L’éducation aux médias associant les parents, une urgence nationale

Les réseaux sociaux ne sont que le reflet de l’action humaine. Certes avec les filtres déformants des algorithmes, avec la prime donnée à l’émotion sur la réflexion. Mais nous savons qu’il est vain de penser qu’on va supprimer de telles applications, d’autant plus quand les critiques les plus virulentes sont rédigées… sur les réseaux sociaux eux-mêmes. Depuis plusieurs années, l’éducation aux médias est redevenue un enjeu central, malheureusement pas souvent considéré comme un enseignement fondamental alors que les médias et le numérique sont présents partout dans notre vie. Mais l’on voit bien que l’École peut faire le maximum de son côté, si tout est détruit à la maison, cela est vain. Il est donc d’urgence nationale de faire de l’éducation aux médias avec les familles, sur tous les temps des enfants et des jeunes, en mobilisant les acteurs scolaires et de l’éducation populaire notamment. Le travail des éducateurs est plus difficile car il ne peut pas répondre à l’émotion par l’émotion, mais doit faire appel au raisonnement et à l’intelligence. Comme le disait déjà il y a près de 100 ans Ferdinand Buisson : « Pour faire un républicain, il faut prendre l’être humain si petit et si humble qu’il soit […] et lui donner l’idée qu’il peut penser par lui-même, qu’il ne doit ni foi ni obéissance à personne, que c’est à lui de chercher la vérité et non pas à la recevoir toute faite d’un maître, d’un directeur, d’un chef quel qu’il soit, temporel ou spirituel. »

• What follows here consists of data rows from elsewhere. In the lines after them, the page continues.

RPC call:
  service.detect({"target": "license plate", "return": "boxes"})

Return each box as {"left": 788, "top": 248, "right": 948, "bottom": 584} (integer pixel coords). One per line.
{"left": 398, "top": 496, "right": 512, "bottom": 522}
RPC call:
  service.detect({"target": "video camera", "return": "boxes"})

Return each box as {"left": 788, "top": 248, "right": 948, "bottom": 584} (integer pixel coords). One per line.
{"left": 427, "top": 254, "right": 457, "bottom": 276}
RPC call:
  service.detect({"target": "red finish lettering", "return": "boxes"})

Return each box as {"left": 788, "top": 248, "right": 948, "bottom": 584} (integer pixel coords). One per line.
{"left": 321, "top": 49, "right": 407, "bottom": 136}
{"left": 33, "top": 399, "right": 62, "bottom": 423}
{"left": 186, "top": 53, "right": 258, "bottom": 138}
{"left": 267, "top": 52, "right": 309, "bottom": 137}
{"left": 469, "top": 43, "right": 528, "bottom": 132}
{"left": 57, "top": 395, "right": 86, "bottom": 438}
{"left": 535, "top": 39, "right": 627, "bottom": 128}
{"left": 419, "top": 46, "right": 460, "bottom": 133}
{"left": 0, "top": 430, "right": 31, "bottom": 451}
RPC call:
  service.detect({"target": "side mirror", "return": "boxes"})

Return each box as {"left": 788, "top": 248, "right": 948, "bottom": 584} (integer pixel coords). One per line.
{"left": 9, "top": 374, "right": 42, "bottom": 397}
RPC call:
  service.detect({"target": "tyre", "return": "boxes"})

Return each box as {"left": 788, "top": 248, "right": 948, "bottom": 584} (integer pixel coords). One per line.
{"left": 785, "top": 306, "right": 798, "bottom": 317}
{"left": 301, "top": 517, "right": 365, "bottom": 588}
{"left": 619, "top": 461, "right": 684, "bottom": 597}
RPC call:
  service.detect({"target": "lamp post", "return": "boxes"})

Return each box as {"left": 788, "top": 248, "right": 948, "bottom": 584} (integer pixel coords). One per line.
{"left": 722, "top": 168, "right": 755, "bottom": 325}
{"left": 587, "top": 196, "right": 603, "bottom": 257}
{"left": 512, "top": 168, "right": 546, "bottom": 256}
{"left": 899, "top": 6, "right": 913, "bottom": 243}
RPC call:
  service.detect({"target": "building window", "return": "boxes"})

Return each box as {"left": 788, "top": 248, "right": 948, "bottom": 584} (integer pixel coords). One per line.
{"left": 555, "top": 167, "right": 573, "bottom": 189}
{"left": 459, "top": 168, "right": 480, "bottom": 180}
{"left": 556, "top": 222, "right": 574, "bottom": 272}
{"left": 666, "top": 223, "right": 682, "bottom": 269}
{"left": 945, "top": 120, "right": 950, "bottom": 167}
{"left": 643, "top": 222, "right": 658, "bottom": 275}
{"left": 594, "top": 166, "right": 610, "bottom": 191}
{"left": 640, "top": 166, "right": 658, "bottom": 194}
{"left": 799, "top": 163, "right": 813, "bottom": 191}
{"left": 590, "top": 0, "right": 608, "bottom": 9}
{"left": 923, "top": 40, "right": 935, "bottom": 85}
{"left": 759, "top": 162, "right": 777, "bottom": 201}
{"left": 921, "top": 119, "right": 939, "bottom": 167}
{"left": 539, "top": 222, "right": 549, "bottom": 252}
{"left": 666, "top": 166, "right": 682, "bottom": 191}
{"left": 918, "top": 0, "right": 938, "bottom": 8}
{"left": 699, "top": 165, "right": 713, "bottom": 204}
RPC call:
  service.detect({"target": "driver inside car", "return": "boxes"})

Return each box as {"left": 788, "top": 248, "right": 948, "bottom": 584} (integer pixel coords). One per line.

Nous savons que la surenchère de la métaphore guerrière est en soi un aveu d’échec et qu’elle ne résoudra rien. Force doit être à la loi, toute la loi, rien que la loi. Mais si l’on veut emprunter à ce vocabulaire, alors oui, réarmons l’école et tous les acteurs laïques. Il ne suffit pas de verser des larmes de crocodile sur les collèges publics dont on a abandonné l’objectif de mixité sociale et dont les moyens humains baissent. Il ne suffit pas de constater que les fondamentalistes ont pris le relais sur le champ de l’éducation si l’on laisse se dissoudre le tissu associatif local, en particulier celui de l’éducation populaire. Démontrons à la jeunesse que la République n’est pas qu’incantatoire. Qu’elle est forte face à ses détracteurs et forte aussi pour faire de l’égalité réelle quelle que soit l’origine sociale et culturelle des citoyens en devenir. Et là, il y a un boulot immense.